Erinç Yeldan

Borca dayalı spekülatif büyüme

18 Ekim 2017 Çarşamba

Öncelikle küresel ekonominin içinde bulunduğu büyük durgunluk sürecinin temel verilerini bir kez daha anımsayalım: Dünya ekonomilerinin 1929 Büyük Buhranı’ndan bu yana ilk kez, topyekûn olarak negatif büyüme içinde olduğu 2009’dan bu yana fert başına gelirler ABD’de toplamda yüzde 5; Japonya’da yüzde 4.4; Avro bölgesinde ise sadece yüzde 0.3 oranında artış gösterebildi.

2017 itibarıyla Amerika’da enflasyondan arındırılmış reel ücretler 1973’e görece sadece yüzde 10 artmış durumda ve 1973 sonrasında Amerika’da reel ücretlerin yıllık artış hızı yüzde 0.2’nin altında gerçekleşti. Ücretlerdeki durgunluk çoğunlukla esnekleştirilmiş ve enformalleştirilmiş işgücü piyasalarının doğal bir sonucu olarak gözleniyor. Ücretlerdeki baskılanma aynı zamanda da ücret maliyetine dayalı enflasyonist baskıların hafifletilmesinde etkili. Bunun sonucunda da küresel düzeyde enflasyonun düşük düzeyde gerçekleştiğini görüyoruz.

Ancak enflasyonun aşırı derecede düşük tempoda sürmesi de dertli; zira ücretler bir maliyet unsuru olduğu kadar, aynı zamanda da birer gelir unsuru. Dolayısıyla, ücretlerdeki nominal gerileme aynı zamanda nominal gelirlerin ve de bunun sonucu olarak efektif toplam talebin gerilemesi anlamına geliyor. Nitekim 2009 krizinden bu yana nominal GSYH ABD’de sadece yüzde 2.8 arttırılabilmiş durumda. Söz konusu büyüme Avro bölgesinde sadece yüzde 1.5; Japonya’da ise yüzde 0.2.
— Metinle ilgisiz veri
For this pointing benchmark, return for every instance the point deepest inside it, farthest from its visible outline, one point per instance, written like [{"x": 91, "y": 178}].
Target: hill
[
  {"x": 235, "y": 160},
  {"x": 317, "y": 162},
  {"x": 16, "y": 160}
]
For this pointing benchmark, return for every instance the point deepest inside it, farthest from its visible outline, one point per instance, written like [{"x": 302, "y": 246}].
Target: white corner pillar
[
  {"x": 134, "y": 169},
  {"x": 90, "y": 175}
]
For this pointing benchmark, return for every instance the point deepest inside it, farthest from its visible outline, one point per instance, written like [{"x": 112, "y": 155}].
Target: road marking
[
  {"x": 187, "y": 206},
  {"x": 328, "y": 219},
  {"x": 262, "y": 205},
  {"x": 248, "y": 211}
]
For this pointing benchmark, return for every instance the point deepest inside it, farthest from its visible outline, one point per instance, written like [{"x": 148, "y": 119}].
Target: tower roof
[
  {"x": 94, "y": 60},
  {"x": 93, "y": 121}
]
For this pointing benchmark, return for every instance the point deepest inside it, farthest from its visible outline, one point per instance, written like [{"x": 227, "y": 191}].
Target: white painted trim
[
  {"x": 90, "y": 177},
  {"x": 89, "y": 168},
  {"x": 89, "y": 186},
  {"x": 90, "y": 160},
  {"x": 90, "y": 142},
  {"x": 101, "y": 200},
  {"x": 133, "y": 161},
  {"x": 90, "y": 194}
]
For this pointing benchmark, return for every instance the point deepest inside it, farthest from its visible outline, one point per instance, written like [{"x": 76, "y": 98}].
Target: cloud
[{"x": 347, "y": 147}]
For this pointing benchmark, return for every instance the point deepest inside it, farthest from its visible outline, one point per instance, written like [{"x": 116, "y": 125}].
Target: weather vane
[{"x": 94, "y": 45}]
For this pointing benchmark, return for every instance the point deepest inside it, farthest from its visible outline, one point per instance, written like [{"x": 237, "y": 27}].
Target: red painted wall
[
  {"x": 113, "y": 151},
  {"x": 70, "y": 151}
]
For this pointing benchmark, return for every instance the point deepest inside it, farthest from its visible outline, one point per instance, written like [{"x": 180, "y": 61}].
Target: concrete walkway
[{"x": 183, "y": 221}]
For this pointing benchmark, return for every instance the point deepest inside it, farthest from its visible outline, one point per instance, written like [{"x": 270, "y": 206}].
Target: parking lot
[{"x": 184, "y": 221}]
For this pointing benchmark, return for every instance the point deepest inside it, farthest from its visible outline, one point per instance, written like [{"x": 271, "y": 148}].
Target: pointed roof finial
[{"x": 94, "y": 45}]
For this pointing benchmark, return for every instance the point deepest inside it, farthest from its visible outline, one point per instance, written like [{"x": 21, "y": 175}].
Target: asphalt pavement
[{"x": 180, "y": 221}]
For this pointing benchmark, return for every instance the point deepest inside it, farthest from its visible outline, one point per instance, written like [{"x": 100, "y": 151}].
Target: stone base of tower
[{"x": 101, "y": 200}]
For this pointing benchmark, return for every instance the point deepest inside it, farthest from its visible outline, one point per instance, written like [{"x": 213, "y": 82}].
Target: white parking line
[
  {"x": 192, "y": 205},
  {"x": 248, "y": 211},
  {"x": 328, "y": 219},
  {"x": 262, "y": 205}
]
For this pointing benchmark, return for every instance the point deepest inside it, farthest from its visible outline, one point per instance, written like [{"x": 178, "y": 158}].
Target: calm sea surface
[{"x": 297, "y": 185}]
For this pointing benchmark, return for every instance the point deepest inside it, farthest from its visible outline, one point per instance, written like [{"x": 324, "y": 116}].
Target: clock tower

Emek gelirlerindeki gerilemenin sistemin dengelerini etkilememesi ve ekonomik faaliyetlerin sürdürülebilmesi için devreye sokulan mekanizma ise borçlanma olanağı oldu. Finansal faaliyetlerin serbestleştirilmesi yoluyla ortaya dökülen borçlanma enstrümanları emekçi sınıflara daralan gelirlerinin çok üstünde tüketim talebi yaratma olanağı vermekteydi. Ayşe teyze parasını nereye yatırsın miti ile sanki bir özgürleşme öyküsüne dönüştürülen finansal küreselleşme olanakları dünyamızı bir spekülasyon çöplüğüne çevirdi. Bu süreçte dünyamızda toplam özel sektör borcunun küresel gelire oranı 1950’lerde yüzde 50 düzeyindeyken, 2007’ye gelindiğinde yüzde 170’i aşmış idi. Kamu sektörü borcu ile birleştirildiğinde, 2017 itibarıyla toplam borcun küresel ekonomiye oranının yüzde 220’ye ulaştığı gözlenmekte. Yani, küresel ekonomi, dünya mal ve hizmet üretim gelirlerinin iki misli fazlasına ulaşan bir borç sarmalı ile çalışmakta.

Borca dayalı ekonomik büyüme Türkiye benzeri ülkeler için de kısa dönemde büyük fırsatlar yaratıyor. Yükselen piyasa ekonomileri diye adlandırılan azgelişmiş ülkeler grubu spekülatif işlemlerin cazibesiyle sıcak para akımlarının öznesi haline dönüştürülerek saman alevi gibi parlayıp sönen büyüme- durgunluk sarmallarına mahkûm kılınıyor. Özünde borçlanmaya, dolayısıyla yabancı ülkelerde üretilen katma değerin ithalatına dayalı olduğu için yurtiçinde istihdam ve gelir yaratma kapasitesi sınırlı olan bu tür spekülatif büyüme dalgaları, istihdam yaratmıyor; gelir dağılımındaki çarpıklıkların derinleşmesi bir yandan da sosyal patlamaların, göç dalgalarının ve sağ popülist ırkçı söylemlerin zeminini oluşturuyor.

Bu şartlar altında Türkiye, istihdamsız büyüme (2003-2008); kriz ve kriz sonrası intibak (2009-2011); büyümesiz istihdam (2012-2015) ve yeniden istihdamsız büyüme (2016 - ...) iş çevrimleri arasında çalkalanıp duruyor.